Além de explicar por que Marte não possui certas características glaciais, o trabalho também tem implicações para a possibilidade de vida em Marte e se essa vida poderia sobreviver à transição para uma criosfera global que vemos hoje. Segundo os autores, uma camada de gelo poderia fornecer um suprimento constante de água, proteção e estabilidade para qualquer corpo de água subglacial onde a vida pudesse ter surgido. Eles também protegeriam contra a radiação solar e cósmica (na ausência de um campo magnético) e isolamento contra variações extremas de temperatura.

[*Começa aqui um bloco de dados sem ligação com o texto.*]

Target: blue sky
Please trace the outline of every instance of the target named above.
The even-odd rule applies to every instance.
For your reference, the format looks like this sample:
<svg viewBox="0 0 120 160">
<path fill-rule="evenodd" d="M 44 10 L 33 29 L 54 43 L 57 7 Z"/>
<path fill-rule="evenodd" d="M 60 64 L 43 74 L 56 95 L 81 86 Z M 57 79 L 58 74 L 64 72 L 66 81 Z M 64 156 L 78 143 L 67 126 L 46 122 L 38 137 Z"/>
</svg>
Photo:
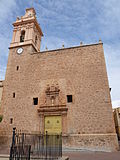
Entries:
<svg viewBox="0 0 120 160">
<path fill-rule="evenodd" d="M 113 106 L 120 106 L 120 0 L 0 0 L 0 79 L 4 79 L 12 23 L 34 7 L 44 37 L 41 50 L 102 39 Z"/>
</svg>

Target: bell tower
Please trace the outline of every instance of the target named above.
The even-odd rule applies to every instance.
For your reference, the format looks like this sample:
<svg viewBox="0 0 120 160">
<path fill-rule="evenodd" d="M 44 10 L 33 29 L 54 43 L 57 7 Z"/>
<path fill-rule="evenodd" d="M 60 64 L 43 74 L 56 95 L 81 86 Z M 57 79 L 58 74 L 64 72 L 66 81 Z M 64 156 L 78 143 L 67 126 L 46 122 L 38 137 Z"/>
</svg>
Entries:
<svg viewBox="0 0 120 160">
<path fill-rule="evenodd" d="M 32 46 L 30 50 L 31 52 L 40 51 L 41 37 L 43 36 L 43 33 L 37 22 L 34 8 L 26 9 L 25 15 L 21 18 L 17 17 L 13 26 L 13 38 L 10 44 L 10 49 Z"/>
</svg>

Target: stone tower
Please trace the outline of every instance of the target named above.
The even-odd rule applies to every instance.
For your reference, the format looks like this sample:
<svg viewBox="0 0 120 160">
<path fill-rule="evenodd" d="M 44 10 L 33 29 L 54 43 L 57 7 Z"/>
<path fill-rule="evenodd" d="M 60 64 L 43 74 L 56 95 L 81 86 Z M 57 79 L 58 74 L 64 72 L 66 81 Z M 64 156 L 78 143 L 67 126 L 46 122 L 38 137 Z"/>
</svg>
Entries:
<svg viewBox="0 0 120 160">
<path fill-rule="evenodd" d="M 103 44 L 40 51 L 33 8 L 13 23 L 1 125 L 60 133 L 64 147 L 118 149 Z"/>
<path fill-rule="evenodd" d="M 34 8 L 26 9 L 26 13 L 21 18 L 17 17 L 13 23 L 13 38 L 10 44 L 11 48 L 29 46 L 29 52 L 39 52 L 42 30 L 36 20 L 36 12 Z M 22 48 L 22 49 L 23 49 Z M 18 52 L 22 52 L 18 48 Z"/>
</svg>

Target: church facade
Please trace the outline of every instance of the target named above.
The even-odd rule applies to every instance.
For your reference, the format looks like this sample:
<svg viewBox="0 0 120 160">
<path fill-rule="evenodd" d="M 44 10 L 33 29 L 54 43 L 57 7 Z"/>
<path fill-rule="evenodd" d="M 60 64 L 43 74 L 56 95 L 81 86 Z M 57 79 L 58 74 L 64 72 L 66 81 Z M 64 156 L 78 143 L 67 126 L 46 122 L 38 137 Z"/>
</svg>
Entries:
<svg viewBox="0 0 120 160">
<path fill-rule="evenodd" d="M 41 52 L 33 8 L 13 26 L 2 128 L 62 132 L 63 146 L 72 149 L 117 150 L 102 42 Z"/>
</svg>

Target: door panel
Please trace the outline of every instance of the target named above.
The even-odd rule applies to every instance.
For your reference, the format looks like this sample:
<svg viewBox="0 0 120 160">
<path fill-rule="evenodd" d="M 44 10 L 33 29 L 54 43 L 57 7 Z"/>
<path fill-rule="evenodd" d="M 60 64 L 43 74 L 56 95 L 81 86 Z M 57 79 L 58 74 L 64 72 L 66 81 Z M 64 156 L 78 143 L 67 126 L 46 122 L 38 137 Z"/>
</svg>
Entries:
<svg viewBox="0 0 120 160">
<path fill-rule="evenodd" d="M 61 116 L 45 117 L 45 133 L 60 134 L 62 132 Z"/>
</svg>

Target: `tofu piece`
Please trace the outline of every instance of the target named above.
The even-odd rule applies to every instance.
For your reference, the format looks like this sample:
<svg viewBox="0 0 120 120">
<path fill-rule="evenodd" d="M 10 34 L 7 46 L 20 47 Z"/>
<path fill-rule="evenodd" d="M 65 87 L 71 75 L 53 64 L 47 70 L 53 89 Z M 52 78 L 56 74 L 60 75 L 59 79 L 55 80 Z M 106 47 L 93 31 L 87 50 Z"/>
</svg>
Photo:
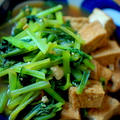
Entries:
<svg viewBox="0 0 120 120">
<path fill-rule="evenodd" d="M 89 23 L 80 29 L 78 33 L 80 34 L 81 38 L 85 40 L 83 50 L 87 53 L 106 46 L 108 41 L 108 39 L 106 39 L 106 30 L 98 21 Z"/>
<path fill-rule="evenodd" d="M 106 15 L 102 10 L 95 8 L 89 16 L 89 22 L 99 21 L 106 29 L 107 35 L 111 36 L 116 29 L 116 26 L 111 17 Z"/>
<path fill-rule="evenodd" d="M 119 101 L 105 96 L 100 108 L 92 108 L 88 110 L 88 118 L 92 120 L 110 120 L 113 115 L 118 114 Z"/>
<path fill-rule="evenodd" d="M 104 90 L 99 81 L 90 80 L 82 94 L 76 93 L 76 87 L 69 89 L 69 101 L 74 109 L 98 108 L 104 98 Z"/>
<path fill-rule="evenodd" d="M 95 70 L 91 71 L 90 78 L 93 80 L 100 80 L 100 77 L 103 77 L 105 78 L 105 84 L 107 85 L 108 81 L 111 79 L 112 71 L 107 67 L 102 66 L 95 60 L 92 62 L 95 65 Z"/>
<path fill-rule="evenodd" d="M 82 27 L 89 23 L 89 19 L 87 17 L 64 16 L 64 20 L 69 20 L 72 28 L 76 31 L 80 30 Z"/>
<path fill-rule="evenodd" d="M 91 55 L 95 60 L 104 66 L 114 64 L 120 55 L 120 48 L 115 41 L 109 41 L 108 45 L 104 48 L 92 52 Z"/>
<path fill-rule="evenodd" d="M 81 120 L 80 110 L 73 109 L 70 103 L 63 106 L 60 120 Z"/>
<path fill-rule="evenodd" d="M 117 92 L 120 90 L 120 70 L 113 72 L 112 78 L 107 84 L 107 89 L 110 92 Z"/>
</svg>

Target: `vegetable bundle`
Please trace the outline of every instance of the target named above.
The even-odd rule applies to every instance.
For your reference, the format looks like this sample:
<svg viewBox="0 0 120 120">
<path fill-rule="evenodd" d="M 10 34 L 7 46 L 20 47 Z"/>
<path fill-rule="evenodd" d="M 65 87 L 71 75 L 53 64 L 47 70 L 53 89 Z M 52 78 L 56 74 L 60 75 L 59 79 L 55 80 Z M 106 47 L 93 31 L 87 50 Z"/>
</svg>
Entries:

Essas descobertas fazem parte de um crescente corpo de evidências de que a vida existiu em Marte e sobreviveu o suficiente para deixar evidências de sua existência para trás. Também indica que missões como Curiosity e Perseverance , que serão acompanhadas pelo rover Rosalind Franklin da ESA e outros exploradores robóticos em um futuro próximo, estão pesquisando nos lugares certos. Onde a água fluía na presença de geleiras que recuavam lentamente, as formas de vida microbiana que surgiram quando Marte estava quente e úmido (cerca de 4 bilhões de anos atrás) podem ter persistido à medida que o planeta se tornava mais frio e dessecado.
Essas descobertas também podem reforçar a especulação de que, à medida que essa transição progrediu e grande parte da água da superfície de Marte recuou para o subsolo, a vida potencial na superfície se seguiu. Como tal, futuras missões que investigam os extensos depósitos de minerais aquosos de Marte (recentemente mapeados pela ESA) podem ser as que finalmente encontrarão evidências da vida atual em Marte!